容保「皆の考え、よくわかった。わしの存念を述べる。
会津は、あくまで恭順を貫く」

官兵衛の悲鳴。「とのー!」

容保「もとより、朝廷にはむかう心はない。ただし!攻めてくるならば全藩を持ってこれと戦う」

全員、ハッとする。この時代この場にいたら、この言葉に異論などないだろう。ただ、西郷頼母だけは必死で異論を唱える。

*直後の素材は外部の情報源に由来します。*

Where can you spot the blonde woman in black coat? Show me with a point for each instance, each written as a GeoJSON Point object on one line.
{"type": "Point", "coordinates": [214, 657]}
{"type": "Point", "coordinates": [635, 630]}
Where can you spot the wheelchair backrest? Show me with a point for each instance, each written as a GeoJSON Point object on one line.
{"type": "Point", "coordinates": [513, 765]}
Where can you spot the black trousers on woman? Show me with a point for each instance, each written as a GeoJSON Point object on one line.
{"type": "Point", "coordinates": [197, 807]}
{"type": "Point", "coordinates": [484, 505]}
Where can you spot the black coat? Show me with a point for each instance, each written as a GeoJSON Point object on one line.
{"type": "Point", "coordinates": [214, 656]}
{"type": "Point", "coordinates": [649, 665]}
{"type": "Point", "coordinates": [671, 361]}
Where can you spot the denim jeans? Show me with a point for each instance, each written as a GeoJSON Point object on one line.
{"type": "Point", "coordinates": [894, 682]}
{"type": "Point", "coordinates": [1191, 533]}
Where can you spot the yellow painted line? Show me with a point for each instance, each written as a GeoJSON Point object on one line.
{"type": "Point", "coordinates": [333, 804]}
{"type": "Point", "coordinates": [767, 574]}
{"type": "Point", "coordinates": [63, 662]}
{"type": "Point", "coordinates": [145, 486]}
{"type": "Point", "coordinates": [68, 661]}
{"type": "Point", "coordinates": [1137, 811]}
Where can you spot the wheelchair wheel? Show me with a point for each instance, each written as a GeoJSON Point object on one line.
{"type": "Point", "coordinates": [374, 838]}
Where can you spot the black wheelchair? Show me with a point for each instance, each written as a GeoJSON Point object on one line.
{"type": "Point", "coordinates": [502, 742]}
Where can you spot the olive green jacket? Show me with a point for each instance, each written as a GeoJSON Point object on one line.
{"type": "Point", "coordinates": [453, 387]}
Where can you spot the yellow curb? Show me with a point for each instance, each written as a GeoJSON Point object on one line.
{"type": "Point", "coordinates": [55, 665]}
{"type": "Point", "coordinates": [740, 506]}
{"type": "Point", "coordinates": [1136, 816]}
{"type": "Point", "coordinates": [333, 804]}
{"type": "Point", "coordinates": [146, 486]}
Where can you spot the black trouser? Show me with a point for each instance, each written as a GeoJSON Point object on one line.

頼母「お言葉を返しまする。今、会津は、薩摩長州を相手に戦するには、あまりにも無勢にござりまする!」
容保「軍制改革を行う。逃げるところはもうどこにもない。戦は、この、会津で行うのだ!」

3月、会津は長沼流軍学を捨てた。
軍制改革が始まる。尚之助も実力を発揮する時。

玄武隊(とっつぁまがいる!)、朱雀隊、青龍隊、白虎隊に分けられた。
砲兵隊、遊撃隊を加えると、約三千人の正規軍。

悲壮感も手伝って、気持ちがいやがうえにも高まり、一藩が心ひとつになる。この時期からしばらくの会津はそうなんだろう。
現実に政府軍との戦いが始まるまでは。

【勝と西郷・オトナの対談】

征討軍が続々と東征してくる。
九条道隆「討伐する前に会津が降伏してきたらいかんするんや」
大山巌「新政府の威信をば示すため、なんであろうと、会津をば討たねばなりませぬ」
世良「降伏の条件は、容保の首を差し出すこと、それのみにございます」

出た世良修蔵!!イメージを上回って相当悪そう。いいのかなぁ〜・・・いかにも憎まれるために出てきたのかと思うくらいの悪相ぶり。小沢仁志だった。すでに惨殺されかかったかと思うくらい、顔が傷だらけ。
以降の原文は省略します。